Unequal Scientific Recognition in the Age of LLMs
Yixuan Liu | Abel Elekes | Jianglin Lu | Rodrigo Dorantes-Gilardi | Albert-Laszlo Barabasi
Findings of the Association for Computational Linguistics: EMNLP 2025
Yixuan Liu | Abel Elekes | Jianglin Lu | Rodrigo Dorantes-Gilardi | Albert-Laszlo Barabasi
Findings of the Association for Computational Linguistics: EMNLP 2025
Large language models (LLMs) are reshaping how scientific knowledge is accessed and represented.

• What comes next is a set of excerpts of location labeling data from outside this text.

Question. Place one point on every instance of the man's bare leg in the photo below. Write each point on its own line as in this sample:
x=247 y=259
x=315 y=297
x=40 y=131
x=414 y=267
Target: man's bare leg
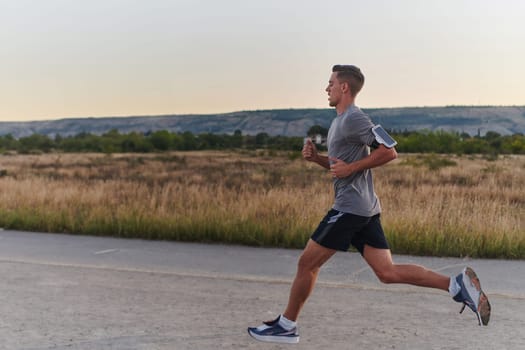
x=380 y=260
x=311 y=260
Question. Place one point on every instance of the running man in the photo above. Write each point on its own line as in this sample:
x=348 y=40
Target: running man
x=354 y=218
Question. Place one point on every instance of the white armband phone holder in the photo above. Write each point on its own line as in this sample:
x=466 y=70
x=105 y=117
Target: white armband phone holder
x=382 y=137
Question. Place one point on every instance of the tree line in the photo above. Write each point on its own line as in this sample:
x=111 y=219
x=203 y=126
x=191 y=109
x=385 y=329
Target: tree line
x=159 y=141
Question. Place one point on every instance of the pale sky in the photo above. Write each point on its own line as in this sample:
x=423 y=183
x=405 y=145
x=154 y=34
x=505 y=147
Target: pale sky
x=67 y=58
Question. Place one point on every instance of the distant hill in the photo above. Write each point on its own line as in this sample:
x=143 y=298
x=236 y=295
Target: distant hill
x=286 y=122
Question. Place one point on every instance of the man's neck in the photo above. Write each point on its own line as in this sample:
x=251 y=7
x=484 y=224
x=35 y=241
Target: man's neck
x=343 y=106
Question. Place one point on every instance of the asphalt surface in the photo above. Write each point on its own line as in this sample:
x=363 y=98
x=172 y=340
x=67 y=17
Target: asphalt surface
x=77 y=292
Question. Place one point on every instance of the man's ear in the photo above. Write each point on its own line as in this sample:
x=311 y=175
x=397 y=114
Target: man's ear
x=345 y=87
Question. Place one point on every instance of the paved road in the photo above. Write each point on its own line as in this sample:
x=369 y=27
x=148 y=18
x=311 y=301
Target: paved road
x=76 y=292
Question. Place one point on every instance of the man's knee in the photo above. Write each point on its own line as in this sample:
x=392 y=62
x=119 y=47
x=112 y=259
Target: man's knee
x=307 y=264
x=387 y=275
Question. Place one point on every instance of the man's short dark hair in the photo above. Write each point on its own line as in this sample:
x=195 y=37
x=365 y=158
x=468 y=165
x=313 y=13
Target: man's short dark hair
x=350 y=74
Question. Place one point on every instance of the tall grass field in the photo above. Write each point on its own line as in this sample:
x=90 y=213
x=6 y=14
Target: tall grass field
x=432 y=204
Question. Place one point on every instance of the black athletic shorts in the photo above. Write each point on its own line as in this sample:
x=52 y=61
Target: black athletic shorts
x=339 y=230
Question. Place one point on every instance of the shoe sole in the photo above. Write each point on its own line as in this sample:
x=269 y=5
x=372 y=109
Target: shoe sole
x=484 y=307
x=274 y=338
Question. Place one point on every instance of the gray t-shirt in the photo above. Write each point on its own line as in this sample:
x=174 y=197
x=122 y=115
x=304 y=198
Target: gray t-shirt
x=349 y=138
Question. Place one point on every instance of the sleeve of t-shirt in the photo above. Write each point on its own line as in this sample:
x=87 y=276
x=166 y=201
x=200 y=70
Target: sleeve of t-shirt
x=358 y=129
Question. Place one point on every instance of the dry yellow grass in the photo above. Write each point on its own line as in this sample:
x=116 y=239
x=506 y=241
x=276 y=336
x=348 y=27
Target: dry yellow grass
x=475 y=208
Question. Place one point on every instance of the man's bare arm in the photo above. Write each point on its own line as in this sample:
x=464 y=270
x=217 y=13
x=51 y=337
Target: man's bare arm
x=380 y=156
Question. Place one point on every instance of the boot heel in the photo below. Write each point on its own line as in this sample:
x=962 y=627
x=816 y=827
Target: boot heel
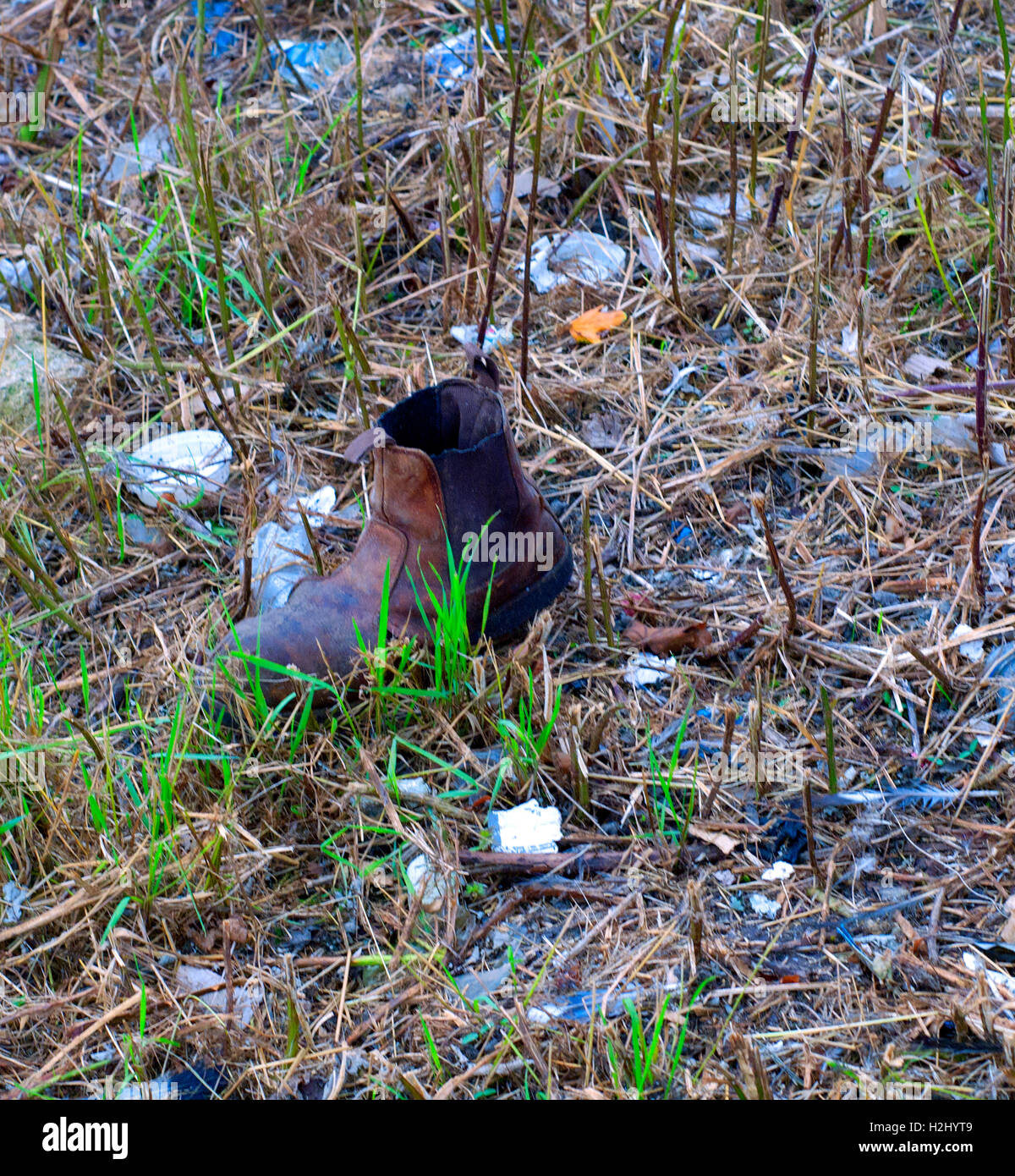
x=539 y=594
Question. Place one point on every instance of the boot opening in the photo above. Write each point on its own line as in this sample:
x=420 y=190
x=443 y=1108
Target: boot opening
x=454 y=415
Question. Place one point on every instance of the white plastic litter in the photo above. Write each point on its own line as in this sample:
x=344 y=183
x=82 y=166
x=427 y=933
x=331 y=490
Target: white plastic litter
x=316 y=507
x=777 y=873
x=496 y=337
x=14 y=274
x=1001 y=983
x=12 y=895
x=586 y=258
x=424 y=875
x=246 y=997
x=282 y=558
x=710 y=211
x=415 y=787
x=764 y=905
x=452 y=60
x=133 y=160
x=526 y=829
x=647 y=669
x=178 y=467
x=314 y=61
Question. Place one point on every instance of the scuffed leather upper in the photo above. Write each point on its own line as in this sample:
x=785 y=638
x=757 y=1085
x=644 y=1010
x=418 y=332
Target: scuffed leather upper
x=451 y=461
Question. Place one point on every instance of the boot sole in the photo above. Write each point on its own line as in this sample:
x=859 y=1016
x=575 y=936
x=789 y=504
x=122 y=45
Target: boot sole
x=541 y=593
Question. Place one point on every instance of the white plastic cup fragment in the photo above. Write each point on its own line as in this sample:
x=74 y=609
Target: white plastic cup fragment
x=179 y=467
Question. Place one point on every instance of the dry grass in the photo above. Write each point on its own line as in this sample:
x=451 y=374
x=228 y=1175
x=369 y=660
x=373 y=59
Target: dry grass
x=315 y=246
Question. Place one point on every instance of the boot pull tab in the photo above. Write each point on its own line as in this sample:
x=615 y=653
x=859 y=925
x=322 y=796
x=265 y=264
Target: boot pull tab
x=485 y=371
x=366 y=442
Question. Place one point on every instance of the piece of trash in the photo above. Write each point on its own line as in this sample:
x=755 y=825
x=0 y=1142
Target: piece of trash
x=900 y=177
x=582 y=1007
x=1008 y=929
x=216 y=12
x=588 y=327
x=282 y=558
x=192 y=980
x=413 y=786
x=972 y=651
x=184 y=1085
x=178 y=467
x=313 y=61
x=475 y=986
x=602 y=431
x=671 y=640
x=1001 y=668
x=20 y=343
x=140 y=533
x=764 y=905
x=1001 y=983
x=647 y=669
x=316 y=507
x=494 y=189
x=579 y=256
x=14 y=275
x=777 y=873
x=134 y=162
x=957 y=431
x=526 y=829
x=496 y=337
x=13 y=896
x=425 y=875
x=451 y=60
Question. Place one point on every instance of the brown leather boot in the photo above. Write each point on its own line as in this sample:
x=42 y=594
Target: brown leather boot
x=446 y=473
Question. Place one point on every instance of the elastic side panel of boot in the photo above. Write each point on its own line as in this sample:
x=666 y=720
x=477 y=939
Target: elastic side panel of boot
x=460 y=427
x=479 y=492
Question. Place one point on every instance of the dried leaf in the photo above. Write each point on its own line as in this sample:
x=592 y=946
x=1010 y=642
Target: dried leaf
x=666 y=641
x=590 y=326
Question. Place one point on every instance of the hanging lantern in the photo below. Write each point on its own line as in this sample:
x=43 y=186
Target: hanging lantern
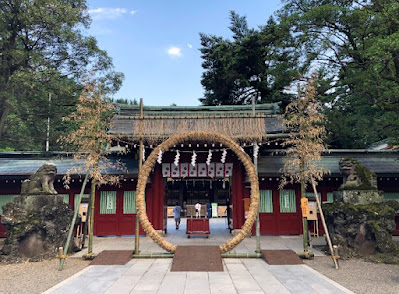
x=160 y=157
x=223 y=158
x=193 y=158
x=209 y=158
x=256 y=150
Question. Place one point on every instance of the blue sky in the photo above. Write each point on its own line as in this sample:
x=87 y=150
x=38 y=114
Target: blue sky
x=155 y=43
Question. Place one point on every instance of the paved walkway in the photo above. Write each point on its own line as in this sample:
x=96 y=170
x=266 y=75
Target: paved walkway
x=240 y=275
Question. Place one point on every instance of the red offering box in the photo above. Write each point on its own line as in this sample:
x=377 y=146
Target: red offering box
x=197 y=226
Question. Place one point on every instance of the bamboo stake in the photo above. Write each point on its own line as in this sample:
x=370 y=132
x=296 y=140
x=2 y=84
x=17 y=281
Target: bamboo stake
x=257 y=226
x=75 y=214
x=137 y=230
x=333 y=252
x=86 y=226
x=91 y=219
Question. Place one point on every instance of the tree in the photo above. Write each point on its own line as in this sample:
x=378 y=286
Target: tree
x=259 y=62
x=357 y=42
x=304 y=147
x=43 y=50
x=92 y=119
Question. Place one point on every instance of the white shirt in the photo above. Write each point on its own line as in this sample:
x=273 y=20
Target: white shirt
x=198 y=207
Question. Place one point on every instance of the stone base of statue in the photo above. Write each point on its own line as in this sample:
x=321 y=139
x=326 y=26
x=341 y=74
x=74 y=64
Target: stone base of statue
x=37 y=226
x=363 y=230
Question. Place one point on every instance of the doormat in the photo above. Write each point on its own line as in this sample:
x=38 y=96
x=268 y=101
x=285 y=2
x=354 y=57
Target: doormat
x=281 y=257
x=197 y=259
x=113 y=257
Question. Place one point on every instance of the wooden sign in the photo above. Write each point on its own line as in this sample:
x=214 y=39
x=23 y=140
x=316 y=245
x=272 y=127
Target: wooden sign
x=305 y=207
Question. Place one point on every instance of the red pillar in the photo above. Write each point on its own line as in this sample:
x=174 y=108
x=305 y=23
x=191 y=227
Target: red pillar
x=155 y=199
x=238 y=196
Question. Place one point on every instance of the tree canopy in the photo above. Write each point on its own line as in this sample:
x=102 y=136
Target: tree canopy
x=44 y=51
x=256 y=62
x=355 y=45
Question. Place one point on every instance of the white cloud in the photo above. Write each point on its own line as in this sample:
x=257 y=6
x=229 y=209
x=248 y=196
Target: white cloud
x=175 y=52
x=102 y=13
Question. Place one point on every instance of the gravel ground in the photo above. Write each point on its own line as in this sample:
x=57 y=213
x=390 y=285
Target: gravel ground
x=356 y=275
x=359 y=276
x=37 y=277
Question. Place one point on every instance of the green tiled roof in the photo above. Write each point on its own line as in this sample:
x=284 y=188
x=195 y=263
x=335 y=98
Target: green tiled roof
x=24 y=166
x=383 y=163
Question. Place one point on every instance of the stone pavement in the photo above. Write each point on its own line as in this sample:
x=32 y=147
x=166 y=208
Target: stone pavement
x=240 y=275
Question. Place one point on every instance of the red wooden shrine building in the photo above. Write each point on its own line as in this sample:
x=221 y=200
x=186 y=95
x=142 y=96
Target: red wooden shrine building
x=216 y=175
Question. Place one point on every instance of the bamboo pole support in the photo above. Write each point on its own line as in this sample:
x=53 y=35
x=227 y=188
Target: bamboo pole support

This study evaluates the extent to which popular and frontier LLMs including GPT-4o, Claude 3.5 Sonnet, and Gemini 1.5 Pro recognize scientists, benchmarking their outputs against OpenAlex and Wikipedia. Using a dataset focusing on 100,000 physicists from OpenAlex to evaluate LLM recognition, we uncover substantial disparities: LLMs exhibit selective and inconsistent recognition patterns. Recognition correlates strongly with scholarly impact such as citations, and remains uneven across gender and geography. Women researchers, and researchers from Africa, Asia, and Latin America are significantly underrecognized. We further examine the role of training data provenance, identifying Wikipedia as a potential sources that contributes to recognition gaps. Our findings highlight how LLMs can reflect, and potentially amplify existing disparities in science, underscoring the need for more transparent and inclusive knowledge systems.